Conforme a gestão, uma reunião com a Fundação Leandro Bezerra, responsável pela administração da UPA, foi convocada para discutir questões operacionais. Não foi divulgada a data da reunião.
SOBRAL
A Prefeitura de Sobral, em nota, via Secretaria da Saúde, informou que realiza repasses dos recursos destinados à gestão da UPA e reforça “compromisso com a continuidade dos serviços de saúde oferecidos à população”.
Conforme a gestão, uma reunião com a Fundação Leandro Bezerra, responsável pela administração da UPA, foi convocada para discutir questões operacionais. Não foi divulgada a data da reunião.
FORTALEZA
Em nota, a Secretaria Municipal de Saúde (SMS) da Capital afirmou que realiza levantamento completo do déficit financeiro deixado pela gestão anterior da Prefeitura de Fortaleza junto aos contratualizados que prestam serviço à Rede Municipal de Saúde. A programação, segundo a Pasta, é realizar o repasse de recursos para as organizações sociais e cooperativas até o fim da semana.

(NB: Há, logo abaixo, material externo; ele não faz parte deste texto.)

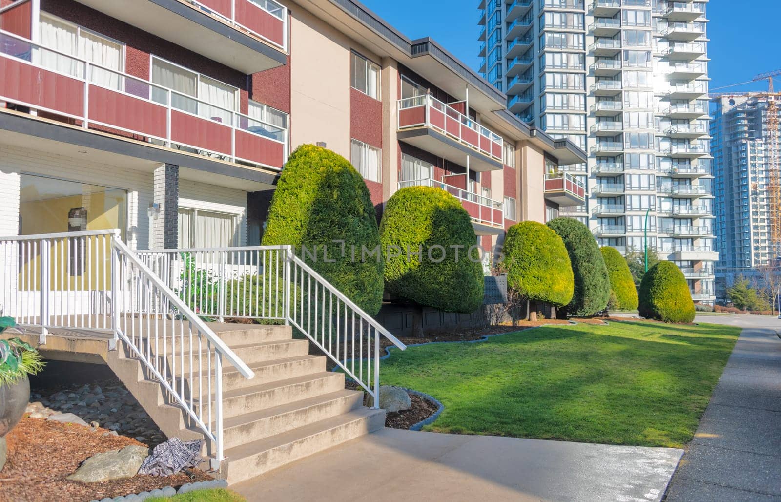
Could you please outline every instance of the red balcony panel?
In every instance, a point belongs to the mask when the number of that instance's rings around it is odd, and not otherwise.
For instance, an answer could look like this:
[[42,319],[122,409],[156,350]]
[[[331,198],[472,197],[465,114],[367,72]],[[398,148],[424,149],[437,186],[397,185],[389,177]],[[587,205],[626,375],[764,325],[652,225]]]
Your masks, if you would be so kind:
[[231,128],[194,115],[171,110],[171,141],[230,155]]
[[156,103],[90,85],[89,119],[158,138],[166,137],[166,109]]
[[32,38],[33,2],[27,2],[9,9],[0,19],[0,30],[23,37]]
[[236,156],[272,167],[281,167],[284,145],[244,131],[236,131]]
[[33,106],[81,117],[84,83],[0,56],[0,95]]
[[436,108],[429,107],[429,122],[435,127],[444,131],[445,118],[444,113]]
[[234,0],[198,0],[201,4],[220,16],[230,19],[231,4]]
[[398,113],[399,127],[406,127],[409,126],[422,125],[423,124],[426,124],[425,106],[405,108],[399,110]]
[[260,34],[279,45],[285,45],[282,20],[266,12],[251,2],[236,0],[236,22]]

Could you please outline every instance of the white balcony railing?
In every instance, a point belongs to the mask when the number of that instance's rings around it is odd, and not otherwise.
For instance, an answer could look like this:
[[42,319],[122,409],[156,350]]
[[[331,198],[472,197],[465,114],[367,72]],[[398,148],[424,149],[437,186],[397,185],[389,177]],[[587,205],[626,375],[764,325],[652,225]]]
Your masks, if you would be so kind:
[[287,159],[287,129],[5,31],[0,62],[0,101],[223,160],[279,170]]

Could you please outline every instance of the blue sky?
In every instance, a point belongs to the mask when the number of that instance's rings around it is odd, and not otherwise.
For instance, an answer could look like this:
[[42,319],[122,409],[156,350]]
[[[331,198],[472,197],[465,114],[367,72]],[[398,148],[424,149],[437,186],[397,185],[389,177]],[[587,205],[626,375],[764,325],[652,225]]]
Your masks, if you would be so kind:
[[[431,37],[473,69],[477,57],[477,0],[363,0],[410,38]],[[742,4],[742,5],[738,5]],[[711,88],[781,70],[779,0],[712,0],[708,4]],[[776,81],[781,89],[781,78]],[[767,81],[717,91],[767,89]]]

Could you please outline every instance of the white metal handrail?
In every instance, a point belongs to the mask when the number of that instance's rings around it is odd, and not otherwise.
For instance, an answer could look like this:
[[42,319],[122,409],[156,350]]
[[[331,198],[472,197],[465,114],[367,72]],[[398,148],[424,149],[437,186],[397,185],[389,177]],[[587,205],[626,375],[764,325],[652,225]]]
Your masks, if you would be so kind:
[[224,458],[223,360],[255,374],[119,238],[104,230],[0,238],[3,315],[28,328],[112,335]]
[[[363,387],[376,407],[380,339],[405,346],[294,251],[290,246],[260,246],[137,255],[198,315],[291,325]],[[309,260],[323,253],[300,251]]]
[[[45,58],[42,58],[41,56],[46,54],[55,55],[57,56],[56,63],[54,65],[45,63],[44,62]],[[89,128],[90,124],[93,124],[149,138],[161,142],[169,148],[172,148],[174,145],[178,145],[198,151],[209,152],[217,156],[226,156],[232,161],[241,160],[257,163],[255,161],[236,155],[235,134],[237,131],[241,131],[268,141],[280,143],[283,145],[283,161],[287,159],[288,152],[288,131],[284,127],[280,127],[262,120],[251,117],[244,113],[215,105],[162,85],[158,85],[149,81],[145,81],[126,73],[116,71],[85,59],[74,57],[70,54],[40,45],[27,38],[5,30],[0,30],[0,56],[12,58],[23,64],[35,68],[41,68],[47,71],[64,75],[84,84],[84,109],[78,114],[69,113],[62,109],[48,109],[34,103],[20,101],[16,96],[0,95],[0,100],[18,102],[30,108],[80,120],[82,122],[82,127],[85,129]],[[52,66],[55,67],[52,67]],[[62,68],[65,68],[65,70]],[[90,86],[92,85],[109,89],[112,92],[116,92],[134,99],[138,99],[163,107],[166,109],[166,134],[164,135],[158,135],[151,134],[148,131],[124,127],[116,124],[90,119]],[[202,145],[173,141],[171,127],[172,111],[196,117],[201,120],[230,127],[231,129],[231,134],[233,135],[230,146],[231,151],[212,152]],[[277,169],[281,167],[281,166],[269,167]]]

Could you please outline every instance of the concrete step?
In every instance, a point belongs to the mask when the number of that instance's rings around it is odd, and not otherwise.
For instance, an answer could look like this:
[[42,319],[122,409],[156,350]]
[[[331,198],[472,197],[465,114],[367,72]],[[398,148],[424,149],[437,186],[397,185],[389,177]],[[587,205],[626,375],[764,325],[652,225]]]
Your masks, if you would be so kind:
[[236,483],[376,431],[385,411],[358,408],[226,450],[227,480]]
[[337,392],[344,375],[323,371],[223,393],[223,417],[236,417]]
[[363,393],[342,390],[231,417],[223,421],[225,448],[257,441],[355,410]]

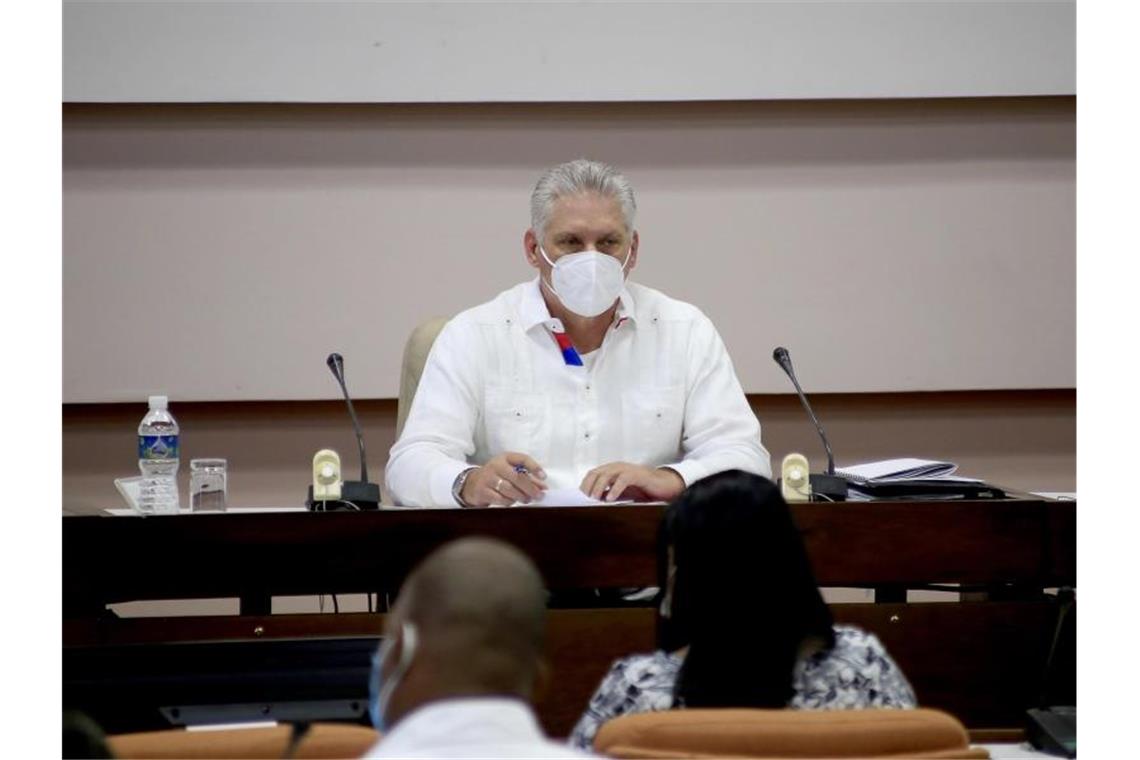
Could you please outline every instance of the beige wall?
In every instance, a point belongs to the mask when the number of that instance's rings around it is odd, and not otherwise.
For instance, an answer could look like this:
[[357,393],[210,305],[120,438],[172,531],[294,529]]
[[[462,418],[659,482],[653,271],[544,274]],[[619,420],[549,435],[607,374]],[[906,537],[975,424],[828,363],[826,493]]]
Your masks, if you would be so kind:
[[[816,467],[823,455],[795,395],[751,397],[774,460],[792,450]],[[820,394],[813,401],[840,464],[895,456],[946,458],[962,472],[1039,491],[1076,489],[1074,391]],[[357,404],[376,482],[396,433],[394,401]],[[229,459],[230,502],[300,505],[314,452],[341,452],[356,471],[356,443],[342,402],[174,403],[182,427],[181,481],[194,457]],[[136,427],[144,403],[65,404],[64,512],[121,506],[112,481],[137,474]]]
[[538,172],[613,161],[634,278],[750,393],[1074,387],[1075,98],[65,106],[64,400],[394,398],[404,341],[532,275]]

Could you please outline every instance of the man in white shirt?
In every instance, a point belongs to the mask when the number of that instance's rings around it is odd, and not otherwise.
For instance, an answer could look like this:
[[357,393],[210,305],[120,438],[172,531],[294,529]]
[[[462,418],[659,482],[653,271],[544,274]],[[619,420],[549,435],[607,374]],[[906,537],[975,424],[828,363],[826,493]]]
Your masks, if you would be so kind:
[[454,541],[412,572],[385,621],[367,758],[584,758],[530,708],[546,678],[543,580],[514,547]]
[[626,281],[635,212],[611,166],[543,174],[523,236],[538,277],[439,334],[385,471],[397,504],[524,504],[551,488],[667,501],[725,469],[771,476],[712,322]]

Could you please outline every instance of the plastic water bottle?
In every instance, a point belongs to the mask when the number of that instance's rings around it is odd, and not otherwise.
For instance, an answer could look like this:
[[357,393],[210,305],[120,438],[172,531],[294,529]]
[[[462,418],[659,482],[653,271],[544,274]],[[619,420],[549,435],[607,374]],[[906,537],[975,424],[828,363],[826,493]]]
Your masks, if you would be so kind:
[[152,395],[150,410],[139,424],[141,512],[178,512],[178,422],[166,409],[166,397]]

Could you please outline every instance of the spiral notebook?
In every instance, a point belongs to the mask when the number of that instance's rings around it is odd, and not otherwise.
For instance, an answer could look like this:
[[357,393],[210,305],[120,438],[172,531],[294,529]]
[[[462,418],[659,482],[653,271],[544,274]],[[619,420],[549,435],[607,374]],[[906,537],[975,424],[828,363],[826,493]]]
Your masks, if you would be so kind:
[[847,479],[856,498],[1000,499],[1005,493],[976,477],[955,475],[958,465],[935,459],[881,459],[847,467],[836,474]]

“As Unidades de Pronto Atendimento (UPAs) gerenciadas pelo município, localizadas nos bairros Vila Velha, Cristo Redentor, Bom Jardim, Itaperi, Jangurussu e Edson Queiroz, assim como os hospitais municipais, continuam realizando atendimento de urgência e emergência”, informou.
No caso do IJF, em nota, a assessoria de comunicação do hospital informou que desde o início da atual gestão “está em contato com os fornecedores de serviços e materiais do hospital para analisar os contratos e as pendências deixadas pelo exercício anterior, visando a normalização dos atendimentos”.
Nesse processo, uma das ações, segundo o IJF, foi o agendamento de reuniões com os médicos cooperados em atividade no hospital. Não houve detalhamento das datas dessa agenda de encontro.